The annotation of the amendments points to Russia's aggression in eastern Ukraine, where the black-orange striped ribbon became a symbol of Russia's hybrid war. It is used by "both terrorist groups in Eastern Ukraine and supporters of Russian aggression throughout the former USSR" though its origins date back to Tsarist times. It is also in evidence at May 9 events marking the Soviet 'Victory Day'.
"Given Russia's expansion into Ukraine and its totalitarian ideology towards the former USSR republics, Latvia has reason to see a sufficient threat to its democratic order and security. The significance of St. George's ribbons as a symbol has changed over time, and banning them now will limit the above ideology. We need to make our values clear and take a stand against the use of these ribbons in public events," said Artuss Kaimiņš, Chairman of the Saeima Commission for Human Rights and Public Affairs.
During the debate in the Saeima, deputy Nikolajs Kabanovs (Harmony), said that the ban on the ribbon could be perceived by some Russians as an attack on themselves and their identity. He said the ribbon was not banned in any other EU country and had historically been an award for Russian officers.
His proposal to provide for exceptions for commemorations at war burial sites and war memorials, during historical reconstructions, and for foreign diplomats was also rejected.
Punishment for breaking the law ranges from a warning to a fine of up to 350 euros for an individual, and up to 2,900 euros for a legal entities such as businesses and associations.

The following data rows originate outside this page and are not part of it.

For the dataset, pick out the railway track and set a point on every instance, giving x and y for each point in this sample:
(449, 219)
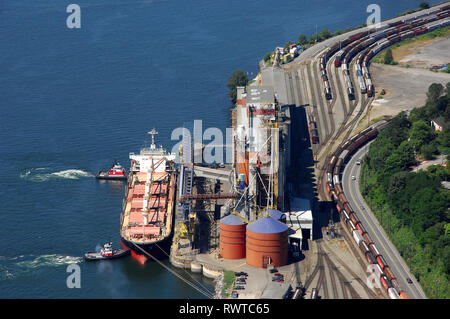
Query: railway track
(325, 267)
(313, 87)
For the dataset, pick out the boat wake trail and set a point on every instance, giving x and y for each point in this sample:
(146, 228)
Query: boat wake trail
(42, 175)
(49, 261)
(11, 267)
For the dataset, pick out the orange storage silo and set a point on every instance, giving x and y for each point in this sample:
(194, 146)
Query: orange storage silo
(232, 237)
(267, 243)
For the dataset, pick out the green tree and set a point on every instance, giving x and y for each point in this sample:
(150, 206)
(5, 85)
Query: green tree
(420, 134)
(238, 78)
(424, 5)
(325, 34)
(302, 40)
(427, 151)
(287, 45)
(388, 58)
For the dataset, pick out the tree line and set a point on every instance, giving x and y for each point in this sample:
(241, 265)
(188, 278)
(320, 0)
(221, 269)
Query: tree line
(413, 207)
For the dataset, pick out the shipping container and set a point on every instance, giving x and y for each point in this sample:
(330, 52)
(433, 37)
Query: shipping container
(370, 258)
(404, 295)
(388, 272)
(381, 261)
(396, 285)
(393, 294)
(374, 249)
(385, 283)
(357, 237)
(363, 246)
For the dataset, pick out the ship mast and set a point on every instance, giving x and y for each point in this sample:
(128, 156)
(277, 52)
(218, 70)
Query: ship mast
(153, 132)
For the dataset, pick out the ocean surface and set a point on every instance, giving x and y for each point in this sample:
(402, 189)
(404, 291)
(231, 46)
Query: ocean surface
(73, 100)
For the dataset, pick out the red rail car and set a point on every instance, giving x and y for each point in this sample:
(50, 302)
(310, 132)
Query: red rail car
(404, 295)
(387, 270)
(381, 261)
(385, 283)
(354, 218)
(367, 238)
(420, 31)
(370, 258)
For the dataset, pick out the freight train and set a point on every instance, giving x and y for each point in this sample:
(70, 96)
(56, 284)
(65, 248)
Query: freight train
(349, 217)
(313, 130)
(365, 45)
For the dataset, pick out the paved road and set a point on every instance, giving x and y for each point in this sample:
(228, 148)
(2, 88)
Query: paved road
(376, 232)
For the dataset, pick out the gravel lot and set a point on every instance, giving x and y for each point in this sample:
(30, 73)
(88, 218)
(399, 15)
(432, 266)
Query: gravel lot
(405, 87)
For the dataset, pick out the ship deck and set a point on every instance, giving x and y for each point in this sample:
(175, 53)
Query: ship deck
(160, 197)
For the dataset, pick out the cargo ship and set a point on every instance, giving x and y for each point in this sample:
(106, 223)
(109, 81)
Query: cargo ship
(148, 207)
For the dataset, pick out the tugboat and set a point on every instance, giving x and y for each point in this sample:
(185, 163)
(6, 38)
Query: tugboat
(107, 253)
(116, 172)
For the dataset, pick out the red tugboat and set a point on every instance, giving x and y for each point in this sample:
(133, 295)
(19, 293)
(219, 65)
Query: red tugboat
(116, 172)
(107, 253)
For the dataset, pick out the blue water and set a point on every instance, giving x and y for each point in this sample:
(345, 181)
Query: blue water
(72, 100)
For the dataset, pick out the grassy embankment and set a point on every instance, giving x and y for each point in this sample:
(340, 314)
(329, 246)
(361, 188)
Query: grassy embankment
(413, 207)
(228, 281)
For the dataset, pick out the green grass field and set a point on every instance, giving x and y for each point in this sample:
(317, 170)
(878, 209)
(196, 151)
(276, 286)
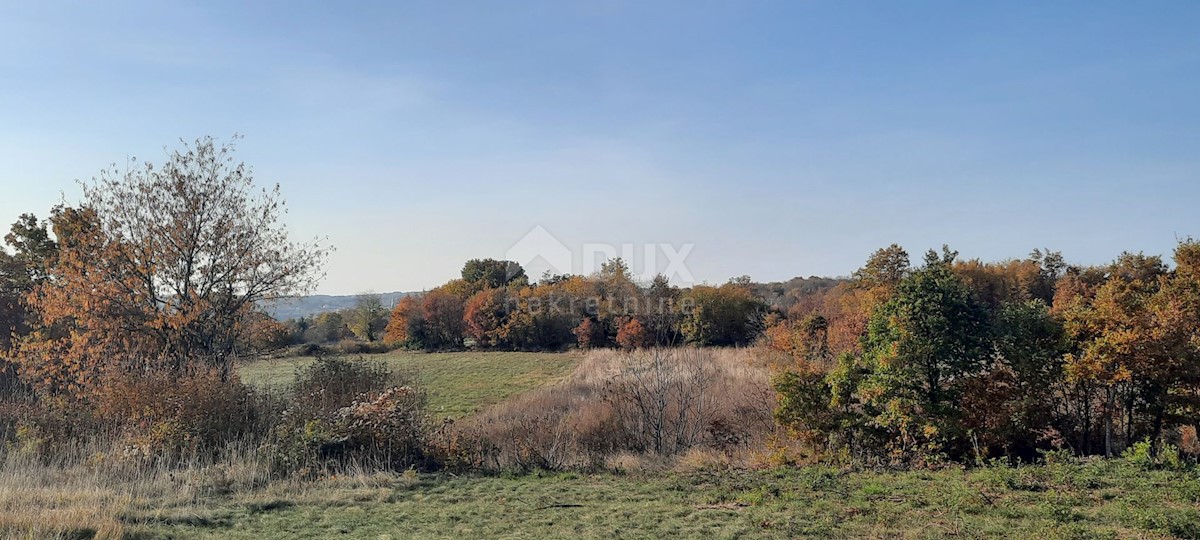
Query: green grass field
(1104, 499)
(457, 383)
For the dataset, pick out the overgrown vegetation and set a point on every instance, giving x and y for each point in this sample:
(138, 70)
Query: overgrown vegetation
(127, 318)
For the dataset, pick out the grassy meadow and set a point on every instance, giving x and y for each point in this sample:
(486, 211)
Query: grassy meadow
(457, 383)
(695, 496)
(1066, 501)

The move is likely to spark an outraged response from the Russian Federation.
The law already prohibits the use in public events, including in stylized form, of the flags of the former USSR, the republics of the former USSR and Nazi Germany, the uniforms of their armed forces and repressive institutions , coats of arms and anthems, Nazi swastikas, SS signs and Soviet symbols such as the hammer and sickle. Exceptions are cases where their purpose is not to glorify totalitarian regimes or to justify criminal offenses, or if they are used for educational, scientific or artistic purposes.